The inclusion criterion in this study was patients with LPR who have been treated with PPI twice daily for 3 months with no improvement of symptoms. The dosage of twice-daily PPI for GERD and once or twice-daily PPI for extraesophageal GERD were recommended prior to endoscopy according to the AGA Medical Position Statement on the Management of Gastroesophageal Reflux Disease [13]. The American Academy of Otolaryngology–Head and Neck Surgery recommended the minimum dosage of twice-daily PPI [2]. However, according to the study by Lechien et al. in 2020, the dosage and the duration remained controversial [14]. In this study, the group with negative TNE findings had no change in management following the procedure. This can be clarified as same medication, reduction in dosage, or no medication prescribed. This study may be beneficial for the de-escalation of PPI therapy in the negative TNE findings group. Additionally, clinicians could emphasize more on the non-medical treatments, such as life-style modifications, in this group of patients.

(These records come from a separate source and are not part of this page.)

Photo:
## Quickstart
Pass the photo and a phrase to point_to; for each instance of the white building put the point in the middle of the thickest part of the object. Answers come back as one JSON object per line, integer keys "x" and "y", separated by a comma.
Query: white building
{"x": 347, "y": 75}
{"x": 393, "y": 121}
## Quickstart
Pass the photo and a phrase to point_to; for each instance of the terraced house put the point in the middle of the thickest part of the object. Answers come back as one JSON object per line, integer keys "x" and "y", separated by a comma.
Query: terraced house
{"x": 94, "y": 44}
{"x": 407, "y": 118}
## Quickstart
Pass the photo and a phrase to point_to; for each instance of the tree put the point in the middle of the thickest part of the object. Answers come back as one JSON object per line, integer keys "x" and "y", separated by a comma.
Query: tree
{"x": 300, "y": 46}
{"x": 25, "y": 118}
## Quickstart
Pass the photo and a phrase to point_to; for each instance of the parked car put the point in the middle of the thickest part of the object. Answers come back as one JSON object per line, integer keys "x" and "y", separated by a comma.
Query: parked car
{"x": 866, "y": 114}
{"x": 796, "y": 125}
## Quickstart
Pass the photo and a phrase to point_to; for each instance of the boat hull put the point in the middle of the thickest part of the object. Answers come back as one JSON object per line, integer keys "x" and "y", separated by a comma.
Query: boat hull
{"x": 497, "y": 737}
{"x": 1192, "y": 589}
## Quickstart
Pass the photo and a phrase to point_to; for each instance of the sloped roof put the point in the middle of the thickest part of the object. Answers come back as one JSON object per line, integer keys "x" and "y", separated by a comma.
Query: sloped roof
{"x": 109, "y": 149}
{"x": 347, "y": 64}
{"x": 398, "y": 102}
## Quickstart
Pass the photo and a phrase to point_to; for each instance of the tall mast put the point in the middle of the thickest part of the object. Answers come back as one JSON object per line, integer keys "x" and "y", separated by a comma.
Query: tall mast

There were no reported complications due to the minimally invasive procedure and absent of sedation used during the study. This data is comparable to studies by Chung et al., and Aviv et al. which reported no complications and minor complication such as vasovagal syncope [11, 15]. The average visual analogue scale (VAS) on patient’s satisfaction from the procedure was 8.60 ± 1.43, which was comparable to Chung et al., who reported fair satisfaction from TNE based on VAS and Shaker that reported TNE as friendly for patients [8, 11]. The majority of the patients had mild pain according to the McGill pain score, which was in proximity to Chung et al. and Postma et al., who both reported pain from TNE as tolerable [9, 11]. Although, TNE was proven to be easy to perform, well tolerated and cost effective the procedure mainly focuses on the examination of the entire esophagus. For this reason, some gastric pathologies may be missed. In this research, a small sample was enrolled due to the limitation of study duration.
Conclusion
In conclusion, TNE is an efficient tool for otolaryngologists to evaluate pathological findings that would lead to the changes in management of LPR patients. Additionally, TNE can be done in outpatient setting and was proven to be safe, well tolerated and highly satisfied. Therefore, TNE should be performed as a confirmation diagnosis in LPR patients who had not responded well to PPI therapy for at least three months.
Acknowledgements
The authors wish to thank the Department of Otolaryngology, Faculty of Medicine, Srinakharinwirot University and MSMC for the support and coordination of this study. Most of all, the authors are grateful to all subjects for their participation and corporation in this study.
Funding
This study was funded by Faculty of Medicine, Srinakharinwirot University (597/2562).
Compliance with ethical standards
Conflict of interest
The authors declare that they have no conflict of interest.